I am seriously considering going on a hunt in southern MN, the county will be across the river to Buffalo county WI, and just north of the top producing IA county for Boone and Crocket bucks. Price is way better and that is the only reason I have any reservations about going.

Has anyone ever hunted there or has anyone ever worked with RAM companies? RAM is a outfitter but pretty much just leases land and charges hunters to lease the land for 4-5 day hunts pretty much self guided minus him having at least one stand set up per hunter on the parcels he gives the hunters.

Let me konw if anyone has ever been on a hunt similar to this.

Thanks


----------



## westmichhunter (Nov 8, 2010)

Good hunting around Rochester area was there last year on private land. Lots of deer. People don't shoot little deer around there. They understand qdm, unlike some Michigan people. Tags are reasonable too.


----------



## yooperkenny (Jul 13, 2004)

Just a heads up - I believe the area you're considering is where they found the CWD positive deer in Minnesota. Not sure how their DNR is going to address the problem but it could impact your hunt plans.

Please confirm but I'm pretty sure that's where it was....


----------



## ryan-b (Sep 18, 2009)

just read up on that, and your right is was in the Co across the river from buffalo co.


----------



## pgaffney (Jan 27, 2010)

Not sure if you have booked a hunt yet with us but let us know if you have more questions.

The DNR did find 1 deer that tested positive to cwd in S.E. Minnesota, the location is about 50 miles from most of our tracts of ground. The have just got done with testing 1000 deer harvested in the last month, no positives....

Our hunts are of great value! 

I do this for a living and have been in the industry for 20 yrs.

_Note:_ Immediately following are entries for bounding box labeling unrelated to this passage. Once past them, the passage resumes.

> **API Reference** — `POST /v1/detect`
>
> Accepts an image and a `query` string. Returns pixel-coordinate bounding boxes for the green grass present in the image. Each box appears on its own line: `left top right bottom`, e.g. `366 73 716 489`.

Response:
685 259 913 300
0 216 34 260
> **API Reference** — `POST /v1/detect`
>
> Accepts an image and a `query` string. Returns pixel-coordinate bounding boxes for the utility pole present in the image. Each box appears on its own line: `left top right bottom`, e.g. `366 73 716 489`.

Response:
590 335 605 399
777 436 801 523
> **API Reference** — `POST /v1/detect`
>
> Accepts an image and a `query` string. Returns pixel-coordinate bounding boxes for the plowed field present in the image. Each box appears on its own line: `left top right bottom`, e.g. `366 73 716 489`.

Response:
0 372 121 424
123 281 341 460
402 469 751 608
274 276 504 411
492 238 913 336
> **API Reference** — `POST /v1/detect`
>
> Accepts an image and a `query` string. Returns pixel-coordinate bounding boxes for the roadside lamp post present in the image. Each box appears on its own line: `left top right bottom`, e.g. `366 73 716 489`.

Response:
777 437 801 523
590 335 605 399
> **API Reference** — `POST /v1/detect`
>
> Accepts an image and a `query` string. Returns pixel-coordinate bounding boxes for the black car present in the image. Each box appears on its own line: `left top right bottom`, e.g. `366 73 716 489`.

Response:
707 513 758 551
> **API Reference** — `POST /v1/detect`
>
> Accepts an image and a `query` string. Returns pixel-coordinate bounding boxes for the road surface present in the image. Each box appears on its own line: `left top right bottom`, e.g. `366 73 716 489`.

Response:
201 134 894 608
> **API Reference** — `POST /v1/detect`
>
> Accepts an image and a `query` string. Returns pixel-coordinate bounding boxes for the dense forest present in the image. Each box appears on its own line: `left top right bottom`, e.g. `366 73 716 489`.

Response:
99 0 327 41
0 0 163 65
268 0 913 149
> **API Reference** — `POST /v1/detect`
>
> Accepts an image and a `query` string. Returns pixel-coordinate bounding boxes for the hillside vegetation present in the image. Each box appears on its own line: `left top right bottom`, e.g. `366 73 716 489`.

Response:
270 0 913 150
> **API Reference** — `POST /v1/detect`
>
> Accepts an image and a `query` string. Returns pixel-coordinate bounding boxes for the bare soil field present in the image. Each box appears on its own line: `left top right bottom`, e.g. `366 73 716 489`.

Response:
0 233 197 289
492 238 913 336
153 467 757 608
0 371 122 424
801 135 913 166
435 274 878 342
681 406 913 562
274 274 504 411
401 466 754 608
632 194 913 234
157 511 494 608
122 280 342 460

I have a simple formula for our hunters and we won't drain your bank account.

If you hunt with us each year you will have encounters with trophy class bucks, if you want to spend twice as much with an outfitter that gives you a soft pillow and big steak that is your decision.

Good Hunting!
Pat
RAM
minnesotawhitetailhunts.com


----------



## boone nc (Dec 10, 2005)

Hey Pat, I sent you a pm. 

To all others reading this Pat has a pretty nice looking set up and has been very helpful so far. I have not booked a hunt yet but if I am able I will probably go with him.

Check out his website and call him. It impressed me.


----------



## pgaffney (Jan 27, 2010)

Thanks for note, forum stuff is new to me and still trying to navigate my way around. Hope to have you give us a try this year.

Pat


----------